Disputes Because of Differences in Indicator Data
On occasion, we receive telephone calls from a head nurse worried about discrepancies in data: she
is obliged to put in performance figures for her department for the month and uses the [Statistics Overview]
put out by the Medical Records department; however, she found indicators on our website with apparently
the same name but different figures. Since performance results directly affect her own and her members' salaries, she is
very concerned about which set of data to use — usually expressed as "which data is correct?"
Convince By Reasoning
Look at the diagram above. The dotted vertical lines separate months (July to November) and the horizontal lines
represent patients (A~F). each of whom was admitted and discharged from the hospital as indicated by the length of
the horizontal line. The numbers above the lines indicate the days that the patient was an inpatient for that month:
for example, patient A was admitted on August 11 and was an inpatient for 20 days during August, the full month
of September (30 days), and a further 22 days in October, at which time he was discharged from hospital. His total
length of stay (LOS) was 72 days, as indicated in the table on the right.

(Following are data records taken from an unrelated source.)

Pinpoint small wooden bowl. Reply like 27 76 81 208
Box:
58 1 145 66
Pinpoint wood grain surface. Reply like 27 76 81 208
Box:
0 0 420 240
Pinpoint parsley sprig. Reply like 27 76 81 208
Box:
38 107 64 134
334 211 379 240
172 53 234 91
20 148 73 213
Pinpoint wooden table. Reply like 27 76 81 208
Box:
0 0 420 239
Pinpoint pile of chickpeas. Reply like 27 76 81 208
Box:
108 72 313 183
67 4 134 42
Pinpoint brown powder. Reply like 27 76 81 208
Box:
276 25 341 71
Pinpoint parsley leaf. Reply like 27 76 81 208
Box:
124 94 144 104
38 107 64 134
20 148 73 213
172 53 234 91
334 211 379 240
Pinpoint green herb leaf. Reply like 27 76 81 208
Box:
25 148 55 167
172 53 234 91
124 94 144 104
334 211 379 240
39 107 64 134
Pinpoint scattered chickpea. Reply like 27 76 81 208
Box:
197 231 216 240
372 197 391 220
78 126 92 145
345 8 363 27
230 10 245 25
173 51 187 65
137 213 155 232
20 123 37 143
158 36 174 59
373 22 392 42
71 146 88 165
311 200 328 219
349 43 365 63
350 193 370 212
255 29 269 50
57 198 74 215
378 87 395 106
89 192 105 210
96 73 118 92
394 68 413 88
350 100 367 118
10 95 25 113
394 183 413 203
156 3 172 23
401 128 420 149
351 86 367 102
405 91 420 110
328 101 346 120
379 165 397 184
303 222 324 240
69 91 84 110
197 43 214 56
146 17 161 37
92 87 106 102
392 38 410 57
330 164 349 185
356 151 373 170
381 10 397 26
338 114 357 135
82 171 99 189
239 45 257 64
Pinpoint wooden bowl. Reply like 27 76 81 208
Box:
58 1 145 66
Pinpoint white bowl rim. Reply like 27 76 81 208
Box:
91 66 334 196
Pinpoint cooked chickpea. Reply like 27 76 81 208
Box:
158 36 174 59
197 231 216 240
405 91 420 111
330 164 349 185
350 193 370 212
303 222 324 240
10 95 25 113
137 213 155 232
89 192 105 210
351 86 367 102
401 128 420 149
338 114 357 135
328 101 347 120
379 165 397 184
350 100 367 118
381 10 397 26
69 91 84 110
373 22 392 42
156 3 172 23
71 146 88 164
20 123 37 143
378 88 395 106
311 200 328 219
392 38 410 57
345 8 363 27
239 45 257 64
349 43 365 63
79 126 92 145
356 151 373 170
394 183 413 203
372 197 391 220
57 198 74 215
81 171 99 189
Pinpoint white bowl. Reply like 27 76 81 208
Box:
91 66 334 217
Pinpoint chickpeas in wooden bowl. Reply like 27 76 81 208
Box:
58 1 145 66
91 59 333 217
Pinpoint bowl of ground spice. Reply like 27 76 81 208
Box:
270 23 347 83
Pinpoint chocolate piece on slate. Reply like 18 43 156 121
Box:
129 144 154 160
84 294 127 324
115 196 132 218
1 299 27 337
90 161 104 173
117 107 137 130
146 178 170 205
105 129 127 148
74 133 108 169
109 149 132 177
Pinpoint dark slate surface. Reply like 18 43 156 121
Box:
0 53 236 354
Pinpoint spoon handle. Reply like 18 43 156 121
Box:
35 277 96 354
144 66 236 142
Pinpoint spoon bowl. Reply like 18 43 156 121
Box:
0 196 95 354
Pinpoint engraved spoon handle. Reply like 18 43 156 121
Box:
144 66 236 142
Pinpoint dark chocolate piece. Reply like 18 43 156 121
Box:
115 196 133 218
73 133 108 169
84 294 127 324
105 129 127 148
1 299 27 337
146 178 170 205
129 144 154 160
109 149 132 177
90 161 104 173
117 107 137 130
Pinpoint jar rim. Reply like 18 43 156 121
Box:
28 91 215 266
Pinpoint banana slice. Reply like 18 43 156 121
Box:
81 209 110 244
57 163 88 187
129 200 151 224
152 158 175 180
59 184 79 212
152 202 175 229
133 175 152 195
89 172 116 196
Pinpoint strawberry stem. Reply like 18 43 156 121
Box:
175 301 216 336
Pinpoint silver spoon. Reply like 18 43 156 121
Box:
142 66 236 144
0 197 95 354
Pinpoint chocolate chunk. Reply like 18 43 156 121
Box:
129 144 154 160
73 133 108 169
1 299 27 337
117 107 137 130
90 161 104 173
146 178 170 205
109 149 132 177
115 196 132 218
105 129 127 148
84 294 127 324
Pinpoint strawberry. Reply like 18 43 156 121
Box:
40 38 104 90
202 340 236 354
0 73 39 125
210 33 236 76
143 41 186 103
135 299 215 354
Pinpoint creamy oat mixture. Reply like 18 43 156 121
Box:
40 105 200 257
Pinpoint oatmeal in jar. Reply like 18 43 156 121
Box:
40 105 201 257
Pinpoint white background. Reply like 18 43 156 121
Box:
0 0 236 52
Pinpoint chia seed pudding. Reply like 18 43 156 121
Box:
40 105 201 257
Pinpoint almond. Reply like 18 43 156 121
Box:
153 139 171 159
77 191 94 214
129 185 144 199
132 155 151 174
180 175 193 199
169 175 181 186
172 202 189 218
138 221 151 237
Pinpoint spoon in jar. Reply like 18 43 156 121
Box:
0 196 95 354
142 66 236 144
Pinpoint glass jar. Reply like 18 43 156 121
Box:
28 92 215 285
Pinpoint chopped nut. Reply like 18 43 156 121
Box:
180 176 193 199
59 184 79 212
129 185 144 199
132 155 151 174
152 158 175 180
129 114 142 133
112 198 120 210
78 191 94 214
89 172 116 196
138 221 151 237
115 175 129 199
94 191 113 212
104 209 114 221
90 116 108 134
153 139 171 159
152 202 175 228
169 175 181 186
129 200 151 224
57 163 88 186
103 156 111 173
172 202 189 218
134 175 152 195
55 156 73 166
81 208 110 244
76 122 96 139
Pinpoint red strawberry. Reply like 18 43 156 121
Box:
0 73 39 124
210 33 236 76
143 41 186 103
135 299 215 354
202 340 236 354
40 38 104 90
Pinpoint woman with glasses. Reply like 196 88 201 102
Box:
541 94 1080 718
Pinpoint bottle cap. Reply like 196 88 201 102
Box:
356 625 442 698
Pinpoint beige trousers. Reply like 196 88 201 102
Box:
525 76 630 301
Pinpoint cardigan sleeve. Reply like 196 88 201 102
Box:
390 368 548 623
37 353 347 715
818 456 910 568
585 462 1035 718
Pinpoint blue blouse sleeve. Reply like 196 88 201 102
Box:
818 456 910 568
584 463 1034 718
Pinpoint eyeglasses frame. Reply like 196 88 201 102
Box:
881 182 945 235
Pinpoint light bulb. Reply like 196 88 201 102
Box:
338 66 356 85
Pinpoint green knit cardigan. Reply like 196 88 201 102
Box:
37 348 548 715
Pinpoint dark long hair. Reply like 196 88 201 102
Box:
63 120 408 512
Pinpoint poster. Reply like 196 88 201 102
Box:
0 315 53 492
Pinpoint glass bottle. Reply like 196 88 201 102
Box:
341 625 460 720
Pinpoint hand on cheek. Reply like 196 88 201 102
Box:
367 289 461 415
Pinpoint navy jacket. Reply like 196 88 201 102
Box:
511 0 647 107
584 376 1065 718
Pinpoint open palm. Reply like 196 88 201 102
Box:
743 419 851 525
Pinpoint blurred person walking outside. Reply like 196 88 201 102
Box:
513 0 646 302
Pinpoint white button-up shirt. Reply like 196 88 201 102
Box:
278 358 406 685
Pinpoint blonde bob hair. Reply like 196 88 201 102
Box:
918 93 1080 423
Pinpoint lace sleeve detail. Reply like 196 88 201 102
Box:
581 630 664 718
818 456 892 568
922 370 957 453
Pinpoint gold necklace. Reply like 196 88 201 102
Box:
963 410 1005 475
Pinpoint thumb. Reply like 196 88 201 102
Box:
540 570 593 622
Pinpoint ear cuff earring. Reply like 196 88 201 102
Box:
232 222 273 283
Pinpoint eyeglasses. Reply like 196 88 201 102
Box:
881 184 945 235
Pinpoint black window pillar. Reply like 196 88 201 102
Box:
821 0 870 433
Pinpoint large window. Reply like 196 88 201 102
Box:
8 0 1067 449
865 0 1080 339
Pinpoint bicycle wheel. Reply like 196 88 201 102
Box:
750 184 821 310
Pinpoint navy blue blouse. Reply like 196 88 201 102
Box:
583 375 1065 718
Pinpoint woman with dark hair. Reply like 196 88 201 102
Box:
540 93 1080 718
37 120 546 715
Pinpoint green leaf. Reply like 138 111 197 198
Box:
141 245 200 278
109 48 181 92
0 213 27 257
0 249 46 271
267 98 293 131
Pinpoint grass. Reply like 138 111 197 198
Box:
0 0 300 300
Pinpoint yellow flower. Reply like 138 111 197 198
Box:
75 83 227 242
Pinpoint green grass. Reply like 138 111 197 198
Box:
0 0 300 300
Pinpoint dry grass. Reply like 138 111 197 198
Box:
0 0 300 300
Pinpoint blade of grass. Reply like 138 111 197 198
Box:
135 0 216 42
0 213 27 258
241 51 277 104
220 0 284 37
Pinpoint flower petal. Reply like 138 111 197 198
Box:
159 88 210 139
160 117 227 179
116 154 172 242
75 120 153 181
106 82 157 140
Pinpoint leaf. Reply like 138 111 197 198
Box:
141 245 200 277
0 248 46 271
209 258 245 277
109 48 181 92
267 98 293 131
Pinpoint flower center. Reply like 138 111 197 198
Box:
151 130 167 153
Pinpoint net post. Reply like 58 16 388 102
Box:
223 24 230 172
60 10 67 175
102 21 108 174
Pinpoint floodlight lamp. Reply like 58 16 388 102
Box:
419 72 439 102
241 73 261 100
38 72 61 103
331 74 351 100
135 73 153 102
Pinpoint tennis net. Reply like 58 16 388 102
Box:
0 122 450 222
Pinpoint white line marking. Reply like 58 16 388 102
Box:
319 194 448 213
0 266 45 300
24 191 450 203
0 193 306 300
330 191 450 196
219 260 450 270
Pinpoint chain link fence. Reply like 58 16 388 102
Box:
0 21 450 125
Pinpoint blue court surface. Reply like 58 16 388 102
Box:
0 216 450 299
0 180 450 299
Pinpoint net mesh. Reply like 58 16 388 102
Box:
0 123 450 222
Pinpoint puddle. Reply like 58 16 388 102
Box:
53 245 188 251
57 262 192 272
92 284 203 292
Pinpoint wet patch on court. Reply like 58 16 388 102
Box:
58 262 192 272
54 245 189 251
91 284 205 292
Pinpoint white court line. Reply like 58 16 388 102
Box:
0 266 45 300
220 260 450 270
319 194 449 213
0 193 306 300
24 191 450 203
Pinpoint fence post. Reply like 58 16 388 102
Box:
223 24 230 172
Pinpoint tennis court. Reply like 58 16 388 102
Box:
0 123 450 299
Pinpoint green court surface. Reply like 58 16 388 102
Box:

The push-pins represent an event being studied (such as patient falls, hospital-acquired infections, or invasive
procedures such as CVP and CPR). For this instance, let us say that each push-pin represents one activation of
the rapid response team (RRT) for an unstable patient. Patient A, therefore, had the RRT activated a total of 3 times,
one of which was during the month of September.
Buainess (performance) Indicators
The blue background indicates the month of September, which is the month which the head nurse must supply
performance data for. The Medical Records department supplied a figure of 3 activations for 5 patients (A, B, C, D, F) for that
ward in September.The combined patient-days for those patients that month was 30 + 18 + 10 + 21 + 28 = 107 days, giving an
activation rate of 3 ÷ 107 = 28.04‰, a risk
[1] of 3 ÷ 5 = 60%.
Quality Indicators
Since RRT monitors the success of early activation in preventing deterioration, CPR, and death, the denominator is
restricted to patients for whom all results are known; that is, those that have been discharged from hospital during that
month. Moreover, since it is an indicator measuring the quality of care provided, it is patient-centered and covers the
entire course of the patient from admission to discharge. Hence, for the month of September, 3 patients (B, C, D) were
discharged. For quality indicators, the event being studied must be restricted to the patients in the denominator in
able to discuss causality, incidence, and whether quality improvement initiatives are having any success. For the 3
patients discharged in September, there was a total of 2 activations (B, D) of the RRT during a total of 18 + (14 + 10) + (19 + 31 + 21) = 113 days
of hospital care = 2 ÷ 113 = 17.7‰, a risk
[1] of 2 ÷ 3 = 66%.
Suddenly see the Light!
Aha! so there is no mistake in the data or the calculations. It is because the goals are different, hence the indicators
are defined differently. Both are valid. Business indicators tend to be used for monitoring process, quality indicators
tend to be used for assessing outcomes. The head nurse should use the first type for replying to questions about
performance (viz work load and efficiency), but the second type when assessing quality improvement projects
(such as quality control circles, root cause analysis etc) within her department.
Definitions
- Risk: probability of occurrence of a given event. Calculated as:
Risk = (number of events) ÷ (number of people at risk)
Reference: Pereira-Maxwell F. 1998 A-Z of Medical Statistics: a companion for critical appraisal.p.72
Gray Publishing, Tunbridge Wells, Kent.